Nonetheless the one percent tape media error rate seems pretty constant.
Tapewise use will enhance CERN's ability to engage in positive discussions with suppliers: "Because of our 'home-grown' software we can start to lose the ability to convince our suppliers that we see a problem. Tapewise can produce independent evidence and help us gain credibility."
When asked if there are there any equivalent products to Tapewise, Dr Curran replied: "I haven't detected one. There are companies that will attempt to recover data from damaged media. But they require a fee up front and it is expensive. They have a good reputation though.

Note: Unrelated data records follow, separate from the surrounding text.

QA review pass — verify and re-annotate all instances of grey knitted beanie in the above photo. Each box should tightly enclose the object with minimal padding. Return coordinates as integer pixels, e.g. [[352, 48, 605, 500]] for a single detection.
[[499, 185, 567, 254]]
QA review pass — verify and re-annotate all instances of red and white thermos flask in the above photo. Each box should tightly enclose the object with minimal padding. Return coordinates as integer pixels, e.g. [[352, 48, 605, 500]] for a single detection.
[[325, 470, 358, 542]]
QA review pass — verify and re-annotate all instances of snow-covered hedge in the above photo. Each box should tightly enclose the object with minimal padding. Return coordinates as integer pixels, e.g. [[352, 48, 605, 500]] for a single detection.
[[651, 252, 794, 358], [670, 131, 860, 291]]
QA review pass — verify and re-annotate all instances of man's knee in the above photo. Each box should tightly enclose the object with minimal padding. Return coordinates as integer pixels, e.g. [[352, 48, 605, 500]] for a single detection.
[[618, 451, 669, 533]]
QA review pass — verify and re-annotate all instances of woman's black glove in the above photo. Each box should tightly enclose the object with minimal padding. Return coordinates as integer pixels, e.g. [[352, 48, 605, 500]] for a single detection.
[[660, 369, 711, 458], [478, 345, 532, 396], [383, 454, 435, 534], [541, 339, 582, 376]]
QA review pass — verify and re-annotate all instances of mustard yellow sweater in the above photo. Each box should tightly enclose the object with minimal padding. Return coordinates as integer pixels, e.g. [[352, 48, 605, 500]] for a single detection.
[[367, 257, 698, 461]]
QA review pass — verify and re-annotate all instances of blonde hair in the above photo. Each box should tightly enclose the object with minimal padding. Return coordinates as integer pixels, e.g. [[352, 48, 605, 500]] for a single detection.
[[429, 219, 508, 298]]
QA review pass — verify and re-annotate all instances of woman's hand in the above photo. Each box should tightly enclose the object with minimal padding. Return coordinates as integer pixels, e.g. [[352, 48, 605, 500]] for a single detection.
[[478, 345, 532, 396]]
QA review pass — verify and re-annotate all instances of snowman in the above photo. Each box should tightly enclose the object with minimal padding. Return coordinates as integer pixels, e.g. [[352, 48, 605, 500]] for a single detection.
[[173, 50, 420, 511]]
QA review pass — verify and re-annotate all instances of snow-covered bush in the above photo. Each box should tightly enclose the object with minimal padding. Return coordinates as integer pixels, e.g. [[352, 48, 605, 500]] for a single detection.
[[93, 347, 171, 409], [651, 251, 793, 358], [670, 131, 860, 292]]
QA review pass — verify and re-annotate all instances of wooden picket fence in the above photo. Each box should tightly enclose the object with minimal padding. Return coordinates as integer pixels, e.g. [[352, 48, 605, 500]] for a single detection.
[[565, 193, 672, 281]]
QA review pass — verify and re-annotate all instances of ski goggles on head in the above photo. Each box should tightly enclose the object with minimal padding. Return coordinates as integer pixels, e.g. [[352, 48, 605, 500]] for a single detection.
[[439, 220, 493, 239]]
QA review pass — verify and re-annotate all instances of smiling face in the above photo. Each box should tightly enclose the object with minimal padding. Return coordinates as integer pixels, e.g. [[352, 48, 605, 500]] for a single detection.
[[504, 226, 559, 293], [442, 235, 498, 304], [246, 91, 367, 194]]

Not having to use one of these agencies will justify the cost of Tapewise software right away.
Tapewise and Clareti EDT
Dr Curran is going to use Tapewise Online, DPS’ newest edition of TapeWise that leverages Gresham Enterprise Storage’s Clareti EDT technology to provide ACSLS library control. Tapewise applies quality checks to tape cartridges and drives. Clareti EDT is tape library operation management software.
Dr Curran explained how he will use the two products: "By embedding Clareti EDT technology in the TapeWise product I don't have to actually go to the tape library and start a Tapewise checking process manually. I will be able to set up Tapewise and have tape checking carried out automatically.” The Clareti EDT technology within TapeWise will automate the mounting of tapes in Sun tape libraries. “Hopefully we will be able to automate the sampling of the thousands of tapes that we have in the libraries. We will be able to check our media much more manageably."
For a library with a Sun T10000 drive, an IBM 3592 J or B drive and a legacy StorageTek 9940B drive, Dr Curran can look at media on any one or all three drives at once with Tapewise thanks to the inclusion of Clareti EDT in the product.
He described the type of tape quality checking task that will now be very much more manageable: "We have had 3-petabytes of media delivered recently. It weighed two and one half tonnes. All of it will be inserted into the libraries. As it gets loaded we will run a full write test on one percent of it. We will do the same with other media when it arrives. We have to get this ready for LHC start-up in May 2008.
Could Tapewise be useful for other tape library users?
Dr Curran’s opinion is straightforward: "I think it is important that they have to have a plan and the tools to ensure their data is stored in a reasonable condition. Every five years they will have to migrate it and that is not the time to find out that you have a problem.”
The elusive Higgs boson
Tapewise, enhanced by Clareti EDT, will provide CERN with a tool that has been needed for many years; a way to simply and reliably check tape media and drive quality. The tape media management task is much improved and CERN's ability to talk credibly with suppliers about quality problems will be much enhanced. Its ability to store the expected 15 plus petabytes of LHC data reliably and dependably for its global user base of thousands of physicists will also be enhanced.
Hopefully, somewhere in the avalanche of data pouring to Dr Curran's tape libraries will be the evidence the physicists are looking for, that the elusive Higgs boson exists. With the help of Tapewise that data won't itself be elusive.